Financiarisation et remise en cause du logement social en France et en Europe

Jean-Pierre TROCHE, 2012

Collection Passerelle

A l’heure où les crises du logement et la précarité sociale se développent à grande échelle et que de plus en plus de personnes ont des difficultés à accéder à un logement (ou à s’y maintenir), les orientations libérales prônées par nombre d’États européens et par la Commission européenne remettent gravement en cause la fonction sociale historique du logement social.
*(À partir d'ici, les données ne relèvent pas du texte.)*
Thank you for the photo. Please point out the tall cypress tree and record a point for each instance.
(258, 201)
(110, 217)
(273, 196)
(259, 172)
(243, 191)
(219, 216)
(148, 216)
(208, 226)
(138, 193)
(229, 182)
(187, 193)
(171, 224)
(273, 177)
Elles contribuent, par la même, dans de nombreux et divers contextes, à accroître les difficultés rencontrées par les ménages, en réduisant à la fois le nombre de logements disponibles (privatisation, réduction de l’offre) et le nombre de personnes susceptibles d’y accéder (critères d’éligibilité).

Le logement social s’est développé dans de nombreux États européens avec la révolution industrielle pour remédier aux conditions de logement insalubres de la main d’œuvre ouvrière et accompagner le développement du salariat. Les formes juridiques, le mode de financement et la gestion de l’accès au logement sont très variables selon les contextes nationaux. Le logement social représente 35 % du total du parc aux Pays-Bas, environ 20 % en Suède, au Danemark, en Autriche, en République Tchèque et au Royaume-Uni, autour de 17 % en France et en Finlande, et des proportions beaucoup plus faibles encore en Allemagne (6 %) et en Europe du Sud : moins de 5 % en Italie et moins de 1 % en Espagne et en Grèce.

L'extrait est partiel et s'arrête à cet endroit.